The battle raged, and Alice often turned the tide of it by a well-timed shove or nip. The aged Eastern leaned against the wall, panting and holding his blue heart with his yellow hand. Oswald had got a boy down, and was kneeling on him, and Alice was trying to pull off two other boys who had fallen on top of the fray, while Dicky was letting the fifth have it, when there was a flash of blue and another Chinaman dashed into the tournament.Fortunately this one was not old, and with a few well-directed, if foreign looking, blows he finished the work so ably begun by the brave Bastables, and next moment the five loathsome and youthful aggressors were bolting down the passage. Oswald and Dicky were trying to get their breath and find out exactly where they were hurt and how much, and Alice had burst out crying and was howling as though she would never stop. That is the worst of girls—they never can keep anything up. Any brave act they may suddenly do, when for a moment they forget that they have not the honour to be boys, is almost instantly made into contemptibility by a sudden attack of crybabyishness. But I will say no more: for she did strike the first blow, after all, and it did turn out that the boys had scratched her wrist and kicked her shins. These things make girls cry.

The venerable stranger from distant shores said a good deal to the other in what I suppose was the language used in China. It all sounded like "hung" and "li" and "chi," and then the other turned to us and said—

"Nicee lilly girlee, same piecee flowelee, you takee my head to walkee on. This is alle samee my father first chop ancestor. Dirty white devils makee him hurt. You come alongee fightee ploper. Me likee you welly muchee."

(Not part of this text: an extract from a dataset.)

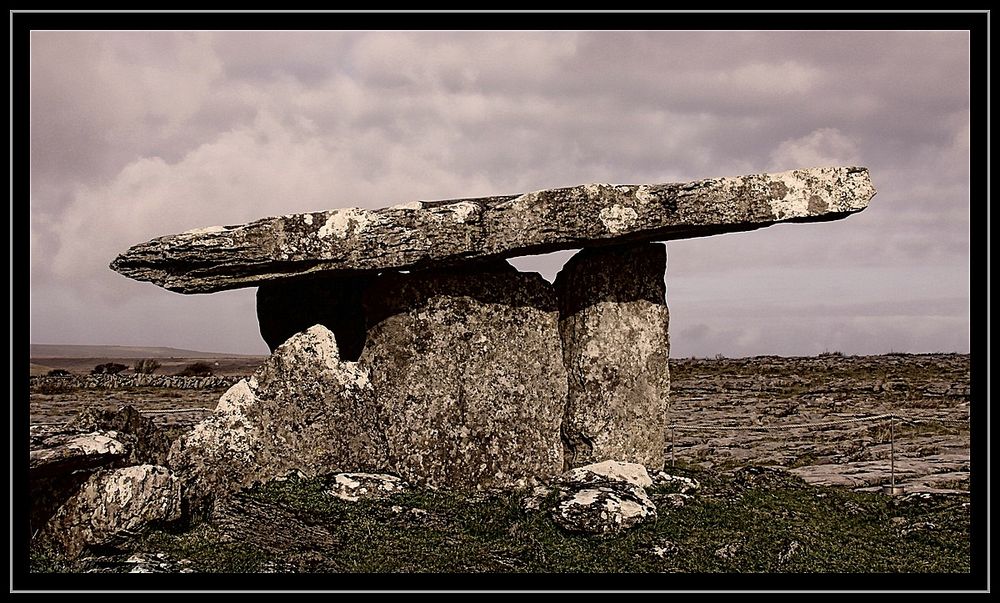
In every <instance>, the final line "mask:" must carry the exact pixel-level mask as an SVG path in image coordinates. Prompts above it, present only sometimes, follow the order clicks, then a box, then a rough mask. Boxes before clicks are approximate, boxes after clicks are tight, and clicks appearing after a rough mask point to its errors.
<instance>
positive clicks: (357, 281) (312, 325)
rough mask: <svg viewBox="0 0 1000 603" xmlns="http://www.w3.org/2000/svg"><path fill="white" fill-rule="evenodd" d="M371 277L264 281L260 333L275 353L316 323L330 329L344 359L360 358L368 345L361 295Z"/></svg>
mask: <svg viewBox="0 0 1000 603" xmlns="http://www.w3.org/2000/svg"><path fill="white" fill-rule="evenodd" d="M372 279H373V277H372V276H363V275H360V276H358V275H356V276H336V275H334V276H316V277H313V278H301V279H294V280H286V281H274V282H268V283H262V284H261V286H260V288H258V289H257V322H258V324H259V325H260V335H261V337H263V338H264V341H265V342H267V346H268V347H269V348H270V349H271V351H272V352H273V351H274V350H275V349H276V348H277V347H278V346H279V345H281V344H283V343H285V341H286V340H287V339H288V338H289V337H291V336H292V335H295V334H296V333H299V332H301V331H305V330H306V329H308V328H309V327H311V326H313V325H317V324H320V325H323V326H325V327H326V328H328V329H330V330H331V331H332V332H333V334H334V336H335V337H336V339H337V347H338V349H339V350H340V357H341V359H343V360H351V361H354V360H357V359H358V356H360V355H361V349H362V348H363V347H364V346H365V315H364V312H363V311H362V308H361V298H362V295H363V294H364V291H365V289H366V288H367V287H368V285H369V284H370V283H371V281H372Z"/></svg>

Alice was crying too much to answer, especially as she could not find her handkerchief.I gave her mine, and then she was able to say that she did not want to walk on anybody's head, and she wanted to go home.

"This not nicee place for lillee whitee girlee," said the young Chinaman. His pigtail was thicker than his father's and black right up to the top. The old man's was grey at the beginning, but lower down it was black, because that part of it was not hair at all, but black threads and ribbons and odds and ends of trimmings, and towards the end both pigtails were greenish.

"Me lun backee takee him safee," the younger of the Eastern adventurers went on, pointing to his father. "Then me makee walkee all alonk you, takee you back same placee you comee from. Little white devils waitee for you on ce load. You comee with? Not? Lillee girlee not cly. John givee her one piecee pletty-pletty. Come makee talkee with the House Lady."

I believe this is about what he said, and we understood that he wanted us to come and see his mother, and that he would give Alice something pretty, and then see us safe out of the horrible brown-grey country.

So we agreed to go with them, for we knew those five boys would be waiting for us on the way back, most likely with strong reinforcements. Alice stopped crying the minute she could—I must say she is better than Dora in that way—and we followed the Chinamen,who walked in single file like Indians, so we did the same, and talked to each other over our shoulders. Our grateful Oriental friends led us through a good many streets, and suddenly opened a door with a key, pulled us in, and shut the door. Dick thought of the kidnapping of Florence Dombey and good Mrs. Brown, but Oswald had no such unnoble thoughts.